Arrastrando ligeramente las palabras, aquel príncipe de la Iglesia demostró por qué lo era:
—Más preciso sería decir que, en ningún caso, se le permitiría profesar. El matiz resulta importante: nunca fue admitido, por tanto, nunca fue expulsado.
—Perdone, no le entiendo. ¿Dice usted que el novicio que mantuvo relaciones sexuales con otro hombre y el que, simplemente, siente esa tendencia serían igualmente calificados?
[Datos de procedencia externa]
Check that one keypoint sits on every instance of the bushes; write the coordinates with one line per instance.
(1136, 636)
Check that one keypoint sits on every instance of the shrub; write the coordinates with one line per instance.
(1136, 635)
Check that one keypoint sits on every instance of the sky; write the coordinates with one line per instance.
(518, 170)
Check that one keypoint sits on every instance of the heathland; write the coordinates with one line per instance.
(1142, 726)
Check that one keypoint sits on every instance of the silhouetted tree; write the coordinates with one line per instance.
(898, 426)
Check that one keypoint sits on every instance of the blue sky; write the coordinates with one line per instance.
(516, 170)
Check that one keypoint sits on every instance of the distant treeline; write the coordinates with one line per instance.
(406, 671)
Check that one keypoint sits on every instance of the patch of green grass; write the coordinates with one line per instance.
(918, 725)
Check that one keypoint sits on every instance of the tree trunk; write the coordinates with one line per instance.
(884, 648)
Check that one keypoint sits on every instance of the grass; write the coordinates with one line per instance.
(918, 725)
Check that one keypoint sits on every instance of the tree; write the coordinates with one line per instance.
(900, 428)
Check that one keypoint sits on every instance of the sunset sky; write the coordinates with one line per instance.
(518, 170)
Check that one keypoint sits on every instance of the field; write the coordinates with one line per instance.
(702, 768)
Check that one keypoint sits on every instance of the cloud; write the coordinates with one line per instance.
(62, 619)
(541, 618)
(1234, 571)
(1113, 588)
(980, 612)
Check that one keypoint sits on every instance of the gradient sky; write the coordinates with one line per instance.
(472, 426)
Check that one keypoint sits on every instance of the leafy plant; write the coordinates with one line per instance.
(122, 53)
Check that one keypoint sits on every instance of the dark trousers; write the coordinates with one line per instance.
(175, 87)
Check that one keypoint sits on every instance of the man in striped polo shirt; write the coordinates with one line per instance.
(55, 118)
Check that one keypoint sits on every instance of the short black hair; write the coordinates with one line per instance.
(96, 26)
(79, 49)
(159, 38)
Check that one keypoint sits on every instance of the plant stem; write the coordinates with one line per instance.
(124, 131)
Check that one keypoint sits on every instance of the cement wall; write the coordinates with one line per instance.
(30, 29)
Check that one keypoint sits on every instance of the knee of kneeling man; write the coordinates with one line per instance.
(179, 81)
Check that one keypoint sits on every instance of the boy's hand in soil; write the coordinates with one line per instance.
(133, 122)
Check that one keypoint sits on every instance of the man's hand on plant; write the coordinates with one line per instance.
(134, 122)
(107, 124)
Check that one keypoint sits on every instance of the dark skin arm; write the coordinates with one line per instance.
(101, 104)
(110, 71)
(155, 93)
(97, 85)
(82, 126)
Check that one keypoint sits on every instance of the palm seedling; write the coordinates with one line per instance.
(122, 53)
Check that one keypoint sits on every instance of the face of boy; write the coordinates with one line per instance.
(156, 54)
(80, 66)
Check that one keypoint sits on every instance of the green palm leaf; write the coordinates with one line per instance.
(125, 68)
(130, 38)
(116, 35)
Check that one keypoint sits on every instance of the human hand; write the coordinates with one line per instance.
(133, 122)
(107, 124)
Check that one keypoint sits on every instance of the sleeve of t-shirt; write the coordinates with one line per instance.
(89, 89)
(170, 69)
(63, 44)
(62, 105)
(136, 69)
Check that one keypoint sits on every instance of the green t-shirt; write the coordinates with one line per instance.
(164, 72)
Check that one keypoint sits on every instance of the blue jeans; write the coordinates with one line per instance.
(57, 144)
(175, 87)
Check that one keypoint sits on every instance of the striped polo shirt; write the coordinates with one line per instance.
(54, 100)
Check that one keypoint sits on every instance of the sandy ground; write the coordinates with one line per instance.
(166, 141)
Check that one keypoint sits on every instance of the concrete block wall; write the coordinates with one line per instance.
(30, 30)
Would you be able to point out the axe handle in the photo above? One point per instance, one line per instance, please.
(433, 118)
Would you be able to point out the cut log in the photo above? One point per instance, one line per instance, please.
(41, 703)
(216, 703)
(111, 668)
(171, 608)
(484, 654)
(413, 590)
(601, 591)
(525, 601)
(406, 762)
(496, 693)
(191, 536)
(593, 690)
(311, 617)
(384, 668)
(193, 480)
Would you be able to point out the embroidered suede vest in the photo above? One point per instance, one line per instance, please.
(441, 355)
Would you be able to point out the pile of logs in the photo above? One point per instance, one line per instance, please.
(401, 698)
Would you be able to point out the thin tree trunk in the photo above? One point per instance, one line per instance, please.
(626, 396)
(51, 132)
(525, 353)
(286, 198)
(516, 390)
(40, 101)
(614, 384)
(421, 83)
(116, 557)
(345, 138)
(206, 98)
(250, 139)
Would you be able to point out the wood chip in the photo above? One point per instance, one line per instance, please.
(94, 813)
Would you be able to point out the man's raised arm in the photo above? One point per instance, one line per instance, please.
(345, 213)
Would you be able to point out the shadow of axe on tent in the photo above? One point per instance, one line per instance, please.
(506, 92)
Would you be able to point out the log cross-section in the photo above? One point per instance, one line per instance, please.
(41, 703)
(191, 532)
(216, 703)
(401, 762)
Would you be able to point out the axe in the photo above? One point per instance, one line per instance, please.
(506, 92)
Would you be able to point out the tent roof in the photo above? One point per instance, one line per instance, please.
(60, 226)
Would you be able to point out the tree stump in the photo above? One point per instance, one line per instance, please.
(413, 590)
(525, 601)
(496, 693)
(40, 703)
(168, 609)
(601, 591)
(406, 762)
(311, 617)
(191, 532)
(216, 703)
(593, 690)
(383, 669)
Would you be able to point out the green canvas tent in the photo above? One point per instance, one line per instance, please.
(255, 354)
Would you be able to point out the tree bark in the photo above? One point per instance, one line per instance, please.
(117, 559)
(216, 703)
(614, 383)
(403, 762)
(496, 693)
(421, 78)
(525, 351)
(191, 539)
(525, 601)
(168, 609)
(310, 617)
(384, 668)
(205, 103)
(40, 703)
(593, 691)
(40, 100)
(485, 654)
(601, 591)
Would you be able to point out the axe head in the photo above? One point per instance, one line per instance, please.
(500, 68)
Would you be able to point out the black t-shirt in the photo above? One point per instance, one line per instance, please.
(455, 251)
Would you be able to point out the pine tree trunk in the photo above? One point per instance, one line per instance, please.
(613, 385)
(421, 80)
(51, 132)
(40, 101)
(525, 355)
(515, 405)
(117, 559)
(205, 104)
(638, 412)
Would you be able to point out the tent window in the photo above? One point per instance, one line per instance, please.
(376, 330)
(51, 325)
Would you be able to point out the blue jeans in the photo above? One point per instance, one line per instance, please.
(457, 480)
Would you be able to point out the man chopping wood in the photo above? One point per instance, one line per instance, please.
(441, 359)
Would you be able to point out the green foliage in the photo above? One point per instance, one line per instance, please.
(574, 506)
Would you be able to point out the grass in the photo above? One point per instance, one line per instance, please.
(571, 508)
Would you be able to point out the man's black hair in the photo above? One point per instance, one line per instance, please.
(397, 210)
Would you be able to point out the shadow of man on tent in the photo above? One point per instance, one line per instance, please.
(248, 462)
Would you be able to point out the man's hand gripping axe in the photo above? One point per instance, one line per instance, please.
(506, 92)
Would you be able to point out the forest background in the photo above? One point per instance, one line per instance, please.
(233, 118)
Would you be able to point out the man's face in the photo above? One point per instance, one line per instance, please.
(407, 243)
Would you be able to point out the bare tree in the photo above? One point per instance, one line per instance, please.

—No, no he dicho eso; en ningún momento he hablado de calificación. Si quiere que lo haga, le diré que, en el primer caso pero no en el segundo, el novicio habría cometido un grave pecado. Respecto a quien sufre esas tendencias, es posible que podamos estar ante un acto de virtud de una persona que lucha contra lo que le daña. No obstante, ambos son homosexuales; ninguno de ellos sería candidato óptimo para la vida consagrada ni, por supuesto, para el sacerdocio.
—Confieso que no lo acabo de entender, eminencia. Comprendo que un homosexual activo, lo mismo que un heterosexual promiscuo, no sean aceptados como miembros de una vocación que tiene a la castidad y la abstinencia como presupuestos sobre los que construir la existencia. Pero los que sienten esas tendencias, no tienen ninguna culpa de ello; ¿qué deben hacer?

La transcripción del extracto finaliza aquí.